Former World Bank economist Percy Mistry, who advised India's finance ministry on how to help Mumbai realize its dream of catching up with London and Hong Kong, said that an unfriendly business climate would just give companies another reason to choose cities in neighboring Indian states, such as Gujarat, rather than Maharashtra.

The source of the problem is a wave of parochialism started by Hindu nationalist parties, such as the Shiv Sena, which have a clear majority of the seats in the BMC chamber. It was the Shiv Sena that first changed the name of the city from Bombay to the local word, Mumbai, in 1995.

Spurred on by the Shiv Sena, the BMC has ordered restaurants and stores to use Marathi and English on their name boards while cinemas are being urged to screen Marathi language films.
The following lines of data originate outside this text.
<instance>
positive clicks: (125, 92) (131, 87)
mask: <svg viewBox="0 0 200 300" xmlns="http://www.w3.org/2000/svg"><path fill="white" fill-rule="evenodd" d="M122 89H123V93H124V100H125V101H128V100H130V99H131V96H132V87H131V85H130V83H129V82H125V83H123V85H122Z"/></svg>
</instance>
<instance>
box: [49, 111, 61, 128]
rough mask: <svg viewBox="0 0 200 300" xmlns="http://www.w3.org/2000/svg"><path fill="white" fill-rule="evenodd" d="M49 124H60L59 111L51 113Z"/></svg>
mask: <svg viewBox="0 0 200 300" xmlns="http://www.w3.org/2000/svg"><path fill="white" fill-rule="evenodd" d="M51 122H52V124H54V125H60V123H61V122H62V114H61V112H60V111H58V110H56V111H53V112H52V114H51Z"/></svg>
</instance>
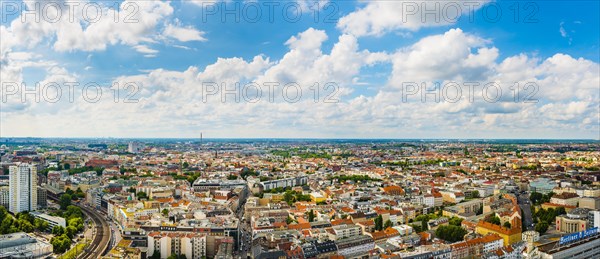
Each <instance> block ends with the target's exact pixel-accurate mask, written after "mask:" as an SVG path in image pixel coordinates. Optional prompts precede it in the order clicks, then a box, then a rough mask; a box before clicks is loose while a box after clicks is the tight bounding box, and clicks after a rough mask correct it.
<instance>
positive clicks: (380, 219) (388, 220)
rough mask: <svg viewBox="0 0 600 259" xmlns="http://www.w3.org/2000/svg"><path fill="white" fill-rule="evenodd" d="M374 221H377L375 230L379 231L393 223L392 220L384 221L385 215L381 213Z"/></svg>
mask: <svg viewBox="0 0 600 259" xmlns="http://www.w3.org/2000/svg"><path fill="white" fill-rule="evenodd" d="M373 221H375V230H377V231H381V230H384V229H386V228H389V227H391V226H392V225H393V223H392V221H391V220H389V219H388V220H386V221H385V223H384V222H383V217H382V216H381V215H379V216H377V217H376V218H375V219H374V220H373Z"/></svg>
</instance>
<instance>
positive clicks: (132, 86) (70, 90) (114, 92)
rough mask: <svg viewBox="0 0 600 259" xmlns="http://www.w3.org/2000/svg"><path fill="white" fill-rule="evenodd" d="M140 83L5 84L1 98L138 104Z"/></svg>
mask: <svg viewBox="0 0 600 259" xmlns="http://www.w3.org/2000/svg"><path fill="white" fill-rule="evenodd" d="M140 88H141V84H140V83H138V82H124V83H118V82H115V83H113V84H112V85H110V86H102V85H101V84H98V83H96V82H87V83H80V82H61V83H58V82H46V83H35V84H34V85H33V86H27V84H25V83H16V82H2V87H1V88H0V95H1V98H2V103H7V102H9V100H11V101H14V100H16V101H19V102H22V103H28V102H35V103H40V102H45V103H58V102H64V101H65V100H66V102H68V103H75V102H76V101H80V100H82V101H84V102H88V103H97V102H99V101H100V100H102V98H103V97H104V98H106V97H107V96H110V97H111V99H112V100H113V102H115V103H137V102H138V101H139V99H138V93H139V91H140Z"/></svg>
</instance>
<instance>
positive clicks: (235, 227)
mask: <svg viewBox="0 0 600 259" xmlns="http://www.w3.org/2000/svg"><path fill="white" fill-rule="evenodd" d="M0 143H1V147H0V154H1V155H2V156H1V157H2V162H1V164H0V165H1V166H2V169H3V175H2V176H1V177H2V178H1V179H2V182H0V184H1V185H2V187H0V188H1V189H0V201H1V202H2V204H1V205H2V206H3V207H4V208H5V209H3V208H2V207H0V210H1V211H2V214H0V215H1V216H2V217H3V220H2V223H1V225H0V231H2V234H4V235H3V236H1V239H0V241H1V242H3V244H4V242H6V243H8V245H3V246H2V248H0V251H1V253H2V254H3V255H4V256H8V258H24V257H27V258H38V257H45V256H62V257H64V256H65V254H68V255H72V256H73V257H77V258H574V257H577V256H579V255H585V256H586V258H594V257H596V256H597V255H598V254H599V253H600V233H599V232H598V227H599V225H600V187H599V186H598V183H599V182H600V179H599V178H600V160H599V159H600V143H599V142H598V141H596V140H564V141H560V140H545V141H544V140H351V139H346V140H344V139H339V140H318V139H304V140H303V139H296V140H294V139H239V140H233V139H200V138H199V139H171V140H169V139H41V138H3V139H1V140H0ZM9 240H10V241H9Z"/></svg>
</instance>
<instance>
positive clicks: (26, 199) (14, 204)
mask: <svg viewBox="0 0 600 259" xmlns="http://www.w3.org/2000/svg"><path fill="white" fill-rule="evenodd" d="M9 174H10V175H9V179H10V180H9V199H10V201H9V206H8V210H9V211H10V212H12V213H14V214H17V213H19V212H22V211H34V210H36V209H37V168H36V166H35V165H30V164H26V163H21V164H18V165H16V166H11V167H9Z"/></svg>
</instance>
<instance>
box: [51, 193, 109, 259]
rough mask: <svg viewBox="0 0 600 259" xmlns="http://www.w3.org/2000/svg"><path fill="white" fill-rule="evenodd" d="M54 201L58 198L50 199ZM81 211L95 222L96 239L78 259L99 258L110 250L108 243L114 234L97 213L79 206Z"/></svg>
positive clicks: (106, 223) (88, 208)
mask: <svg viewBox="0 0 600 259" xmlns="http://www.w3.org/2000/svg"><path fill="white" fill-rule="evenodd" d="M48 198H49V199H52V200H54V201H58V199H57V198H56V197H48ZM73 205H75V206H77V207H79V208H80V209H81V211H82V212H83V213H84V214H85V215H86V216H87V217H89V218H90V219H92V220H93V221H94V235H93V236H94V237H93V238H92V242H91V243H90V245H89V246H88V247H86V248H85V250H84V251H83V253H81V254H80V255H79V256H78V257H77V258H79V259H88V258H90V259H91V258H99V257H100V256H102V254H104V252H106V250H107V249H108V243H109V242H110V239H111V235H112V233H111V232H110V227H109V226H108V223H107V222H106V221H105V220H104V219H103V218H102V216H101V215H100V214H98V213H97V212H95V211H93V210H91V209H89V208H87V207H83V206H78V205H76V204H73Z"/></svg>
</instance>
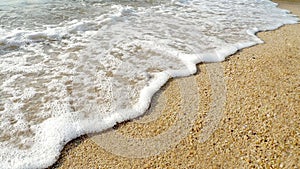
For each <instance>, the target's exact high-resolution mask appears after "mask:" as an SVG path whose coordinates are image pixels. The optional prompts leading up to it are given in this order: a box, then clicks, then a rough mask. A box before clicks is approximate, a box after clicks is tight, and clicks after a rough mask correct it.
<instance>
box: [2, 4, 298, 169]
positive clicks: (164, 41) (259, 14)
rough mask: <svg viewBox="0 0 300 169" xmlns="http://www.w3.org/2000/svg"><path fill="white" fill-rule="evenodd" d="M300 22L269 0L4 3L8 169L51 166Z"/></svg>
mask: <svg viewBox="0 0 300 169" xmlns="http://www.w3.org/2000/svg"><path fill="white" fill-rule="evenodd" d="M8 2H9V3H8ZM32 9H36V11H35V12H34V13H33V12H32ZM296 22H297V18H296V17H295V16H293V15H291V14H289V13H288V11H285V10H282V9H279V8H277V7H276V4H275V3H272V2H270V1H268V0H260V1H257V0H244V1H243V0H229V1H228V0H226V1H225V0H211V1H206V0H173V1H155V0H154V1H134V2H133V1H121V2H116V1H96V0H94V1H70V2H61V1H48V0H37V1H7V3H5V2H2V3H0V25H1V28H0V121H1V123H0V167H1V168H36V167H37V168H40V167H47V166H49V165H51V164H52V163H53V162H54V161H55V159H56V158H57V157H58V155H59V153H60V150H61V149H62V147H63V146H64V144H65V143H66V142H68V141H69V140H71V139H73V138H75V137H78V136H80V135H82V134H85V133H91V132H96V131H102V130H104V129H107V128H109V127H112V126H113V125H115V124H116V123H117V122H121V121H124V120H127V119H131V118H134V117H137V116H140V115H142V114H143V113H144V112H145V110H146V109H147V108H148V106H149V103H150V100H151V97H152V96H153V94H154V93H155V92H156V91H158V90H159V89H160V87H161V86H162V85H163V84H164V83H165V82H166V81H167V80H168V79H170V78H172V77H178V76H188V75H191V74H193V73H195V72H196V66H195V65H196V64H197V63H200V62H219V61H223V60H224V59H225V58H226V57H227V56H229V55H231V54H233V53H235V52H236V51H237V50H239V49H241V48H244V47H249V46H251V45H255V44H258V43H262V41H261V40H260V39H259V38H257V37H256V36H255V33H256V32H258V31H265V30H272V29H276V28H278V27H280V26H282V25H283V24H292V23H296Z"/></svg>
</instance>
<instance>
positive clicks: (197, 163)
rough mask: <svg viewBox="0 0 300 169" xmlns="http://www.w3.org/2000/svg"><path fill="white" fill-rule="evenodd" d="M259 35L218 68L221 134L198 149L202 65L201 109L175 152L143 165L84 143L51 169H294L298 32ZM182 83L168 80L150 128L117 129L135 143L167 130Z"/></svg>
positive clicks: (169, 122)
mask: <svg viewBox="0 0 300 169" xmlns="http://www.w3.org/2000/svg"><path fill="white" fill-rule="evenodd" d="M274 2H276V3H278V4H279V7H282V8H285V9H288V8H291V9H288V10H292V8H294V9H293V10H292V11H293V13H294V14H297V15H298V16H299V15H300V11H299V9H300V3H297V4H298V6H299V8H298V10H297V11H296V8H297V7H293V5H294V2H292V3H293V5H291V3H290V2H287V3H286V1H285V2H283V1H274ZM295 2H296V1H295ZM257 35H258V36H259V37H260V38H261V39H262V40H264V41H265V43H264V44H260V45H256V46H253V47H250V48H245V49H242V50H241V51H239V52H237V53H236V54H234V55H233V56H230V58H229V59H226V61H224V62H222V63H221V64H222V65H223V67H224V69H225V70H224V71H225V79H226V85H227V102H226V107H225V112H224V115H223V118H222V120H221V122H220V123H219V128H218V129H217V130H216V131H215V132H214V133H213V134H212V135H211V137H210V138H209V139H208V140H207V141H206V142H204V143H199V142H198V136H199V135H200V133H201V129H202V128H203V126H204V125H205V124H204V116H205V114H206V112H207V111H209V107H210V106H209V104H210V103H211V98H210V96H211V87H210V85H209V83H208V81H209V76H208V74H207V72H206V65H207V64H199V65H198V68H199V70H200V72H199V73H197V74H196V75H195V76H193V77H194V78H195V79H196V81H197V84H198V87H199V88H201V90H199V91H196V92H199V94H200V95H201V99H200V102H201V105H202V107H200V109H199V110H198V111H199V112H198V113H199V116H198V117H197V120H196V122H195V125H194V126H193V128H192V130H191V132H190V133H189V135H188V136H187V137H186V138H184V139H182V140H181V142H180V143H179V144H178V145H176V146H175V147H174V148H172V149H170V150H169V151H167V152H166V153H161V154H159V155H157V156H152V157H148V158H142V159H133V158H125V157H120V156H116V155H114V154H112V153H109V152H107V151H105V150H104V149H102V148H101V147H99V146H98V145H97V144H96V143H95V142H94V141H93V140H91V139H90V138H88V136H82V137H80V138H78V139H75V140H73V141H71V142H70V143H68V144H67V145H66V146H65V148H64V150H63V151H62V153H61V156H60V159H59V160H58V162H56V163H55V164H54V165H53V166H52V167H50V168H76V167H83V166H85V167H88V168H98V167H100V168H111V167H114V168H141V167H143V168H152V167H160V168H184V167H189V168H233V166H234V167H241V168H245V167H246V168H249V167H259V166H261V167H275V168H280V167H282V168H292V167H299V164H298V161H299V157H300V154H299V152H300V148H299V135H297V132H298V131H299V120H300V119H299V113H298V112H297V110H299V109H300V108H299V106H298V105H299V99H297V94H298V98H299V89H297V85H298V86H299V83H298V81H299V79H297V77H298V78H299V73H298V72H299V64H298V65H297V63H299V59H300V55H299V53H300V49H299V46H300V36H299V35H300V25H299V24H295V25H286V26H283V27H281V28H279V29H277V30H274V31H267V32H259V33H258V34H257ZM180 80H182V79H181V78H178V79H173V80H170V82H168V83H167V84H166V85H165V86H164V87H163V88H162V91H161V92H160V93H159V94H158V95H164V96H166V97H167V98H168V99H167V106H166V107H165V108H164V110H165V111H164V112H163V113H162V116H161V117H159V119H157V120H156V121H154V122H151V123H150V124H137V123H135V122H134V121H133V122H128V123H125V124H121V125H119V126H118V127H116V129H117V130H118V131H119V132H120V133H122V134H124V135H129V136H133V137H136V136H139V137H151V136H155V135H158V134H159V133H162V132H163V131H165V130H167V128H168V126H170V125H172V124H173V123H175V121H176V120H174V119H172V118H170V117H169V115H170V113H172V112H177V111H178V112H180V110H179V108H180V101H181V99H182V98H180V97H178V95H176V94H178V90H179V86H178V83H179V82H178V81H180ZM297 83H298V84H297ZM295 91H296V92H295ZM297 91H298V93H297ZM199 104H200V103H199ZM174 105H175V106H174ZM176 105H179V106H177V107H176ZM174 107H175V108H174ZM297 107H298V108H297ZM287 111H288V112H289V113H287ZM140 135H141V136H140Z"/></svg>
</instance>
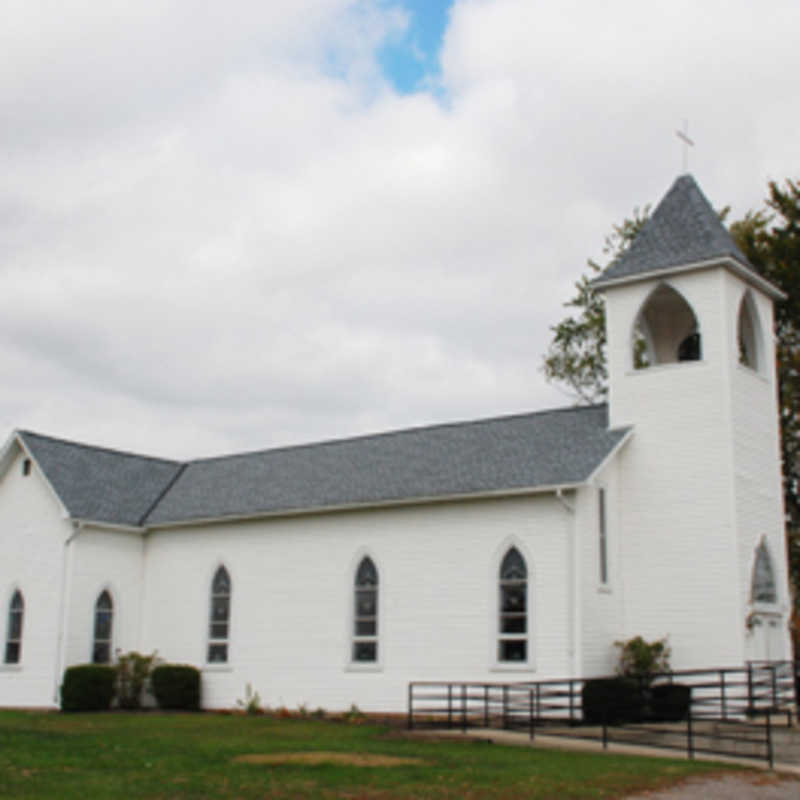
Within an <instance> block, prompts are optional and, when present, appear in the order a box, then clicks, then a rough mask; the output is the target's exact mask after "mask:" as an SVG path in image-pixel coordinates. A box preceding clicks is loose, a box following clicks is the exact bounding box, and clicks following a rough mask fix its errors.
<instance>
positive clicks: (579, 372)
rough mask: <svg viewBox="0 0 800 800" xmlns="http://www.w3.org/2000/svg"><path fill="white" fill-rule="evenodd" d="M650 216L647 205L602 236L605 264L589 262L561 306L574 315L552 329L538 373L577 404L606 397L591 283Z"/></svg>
mask: <svg viewBox="0 0 800 800" xmlns="http://www.w3.org/2000/svg"><path fill="white" fill-rule="evenodd" d="M649 214H650V206H649V205H648V206H645V207H644V208H643V209H642V210H641V211H640V210H639V209H638V208H635V209H634V210H633V217H631V218H629V219H626V220H624V221H623V222H622V224H621V225H615V226H614V228H613V230H612V231H611V234H610V235H608V236H606V240H605V243H604V244H603V255H604V256H607V257H608V260H607V263H606V264H605V265H601V264H598V263H597V262H596V261H593V260H592V259H589V261H588V264H589V273H588V274H587V275H583V276H582V277H581V279H580V280H579V281H578V282H577V283H576V284H575V289H576V290H577V294H576V295H575V297H573V298H572V299H571V300H569V301H568V302H566V303H564V305H565V306H566V307H567V308H572V309H575V310H576V313H574V314H572V315H571V316H569V317H567V318H566V319H565V320H562V321H561V322H559V323H558V325H554V326H553V327H552V329H551V330H552V331H553V341H552V342H551V343H550V347H549V348H548V350H547V354H546V355H545V357H544V363H543V365H542V370H543V371H544V374H545V377H546V378H547V380H549V381H554V382H556V383H561V384H563V385H564V387H565V388H566V390H567V391H568V392H569V393H570V394H571V395H572V396H573V397H574V398H575V400H576V401H577V402H579V403H598V402H602V401H603V400H605V398H606V395H607V394H608V372H607V370H606V313H605V306H604V305H603V298H602V297H601V296H600V294H599V293H598V292H596V291H595V290H594V288H593V287H592V283H591V282H592V280H593V279H594V278H595V277H596V276H597V275H598V274H599V273H600V272H602V271H603V270H604V269H605V268H606V266H608V264H610V263H611V262H612V261H613V260H614V259H616V258H618V257H619V256H620V255H621V254H622V253H623V252H625V250H627V249H628V247H629V246H630V244H631V242H632V241H633V240H634V239H635V238H636V234H637V233H639V230H640V229H641V227H642V225H644V223H645V222H646V221H647V217H648V216H649Z"/></svg>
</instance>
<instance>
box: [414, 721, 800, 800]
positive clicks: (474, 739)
mask: <svg viewBox="0 0 800 800" xmlns="http://www.w3.org/2000/svg"><path fill="white" fill-rule="evenodd" d="M409 735H410V736H420V737H426V736H427V737H431V736H433V737H436V738H441V739H452V740H454V741H464V740H480V741H484V742H497V744H510V745H516V746H518V747H537V748H539V747H541V748H543V749H548V750H575V751H580V752H585V753H602V752H604V750H603V743H602V742H599V741H593V740H586V739H570V738H566V737H563V736H547V735H539V734H538V733H537V734H536V738H535V739H534V740H533V741H531V739H530V737H529V736H528V734H526V733H519V732H517V731H504V730H498V729H496V728H469V729H468V730H467V731H466V732H462V731H458V730H414V731H409ZM605 752H609V753H619V754H621V755H631V756H645V757H649V758H671V759H676V758H678V759H679V758H685V757H686V753H685V752H684V753H681V751H680V750H669V749H664V748H659V747H641V746H639V745H634V744H622V743H618V742H609V744H608V750H607V751H605ZM695 759H696V760H698V761H713V762H716V763H718V764H736V765H738V766H743V767H750V768H752V769H758V770H764V771H769V769H770V768H769V764H767V762H766V761H765V760H764V761H762V760H761V759H753V758H736V757H733V756H718V755H712V754H708V753H696V754H695ZM773 770H774V771H775V772H776V773H779V774H781V775H786V776H794V777H797V778H800V765H798V764H784V763H777V762H776V763H775V765H774V767H773ZM793 791H795V792H796V794H793V795H792V797H800V786H798V789H794V788H793Z"/></svg>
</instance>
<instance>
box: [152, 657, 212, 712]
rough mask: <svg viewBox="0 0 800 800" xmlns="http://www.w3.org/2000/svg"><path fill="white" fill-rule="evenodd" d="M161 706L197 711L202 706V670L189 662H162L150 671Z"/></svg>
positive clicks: (162, 707)
mask: <svg viewBox="0 0 800 800" xmlns="http://www.w3.org/2000/svg"><path fill="white" fill-rule="evenodd" d="M150 681H151V683H152V685H153V694H154V695H155V696H156V702H157V703H158V707H159V708H163V709H172V710H179V711H197V709H198V708H200V670H198V669H196V668H195V667H190V666H188V665H187V664H162V665H161V666H158V667H156V668H155V669H154V670H153V671H152V672H151V673H150Z"/></svg>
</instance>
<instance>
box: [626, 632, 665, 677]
mask: <svg viewBox="0 0 800 800" xmlns="http://www.w3.org/2000/svg"><path fill="white" fill-rule="evenodd" d="M614 646H615V647H616V648H618V649H619V664H618V665H617V674H618V675H623V676H624V677H626V678H636V679H637V680H641V681H643V682H645V683H648V684H649V683H650V681H651V680H652V679H653V676H654V675H656V674H657V673H659V672H667V671H669V659H670V656H671V655H672V651H671V650H670V647H669V644H668V643H667V640H666V638H664V639H656V641H654V642H646V641H645V640H644V639H642V637H641V636H634V637H633V639H628V640H627V641H625V642H614Z"/></svg>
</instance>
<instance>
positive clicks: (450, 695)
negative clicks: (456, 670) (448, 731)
mask: <svg viewBox="0 0 800 800" xmlns="http://www.w3.org/2000/svg"><path fill="white" fill-rule="evenodd" d="M452 727H453V684H452V683H448V684H447V728H448V730H449V729H450V728H452Z"/></svg>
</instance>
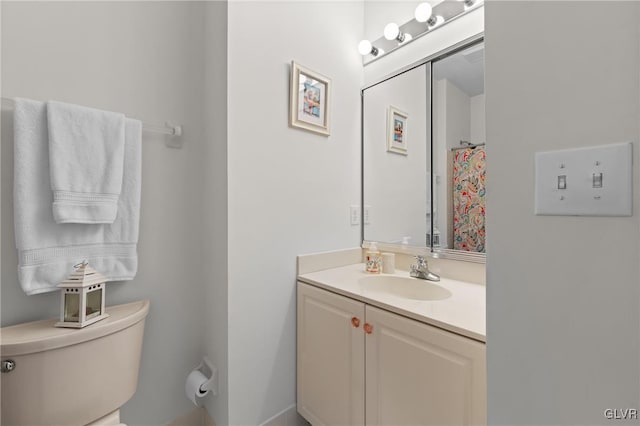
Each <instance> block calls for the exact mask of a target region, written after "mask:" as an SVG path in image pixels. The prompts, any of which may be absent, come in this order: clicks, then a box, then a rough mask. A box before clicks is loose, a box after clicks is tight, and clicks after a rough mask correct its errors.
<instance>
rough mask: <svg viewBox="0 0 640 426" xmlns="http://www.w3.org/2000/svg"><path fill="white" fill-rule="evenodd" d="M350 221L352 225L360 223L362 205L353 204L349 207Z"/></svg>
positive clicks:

Restaurants have voluntarily changed their names for fear of being targetted by workers of right-wing parties. One restaurant, "Bombay Blue", changed its name to 'Mumbai Blue'.

The Congress party alliance that runs the state government does not want to miss out on the Hindu regionalist vote either. It has proposed building a statue of Shivaji that will be taller than New York's Lady Liberty, in the Arabian Sea on the city's west coast. The government has invited tenders from firms across the globe.

The vast amounts of time and money required for jingoistic exercises like the change of administrative language and the construction of the statue exasperate many citizens. Mumbai is the richest city council in the country - it's latest annual budget was Rs160bn. It employs more people than most of India's big companies. Yet the city government has done little to solve problems such as the spread of slums, flooding during the annual monsoon and the condition of Mumbai's potholed roads.

But Sameer Desai, an English speaking BMC councillor from the Congress party, has learned from long experience that in Mumbai, it is difficult to go against the tide. While Congress opposes the language measure, in the meantime, his solution is simply to clean up his Marathi. "I have started reading more administrative documents than before to brush up my language skills," he says.

That may be fine for city councillors, who have a lot of time on their hands, but what about rest of us?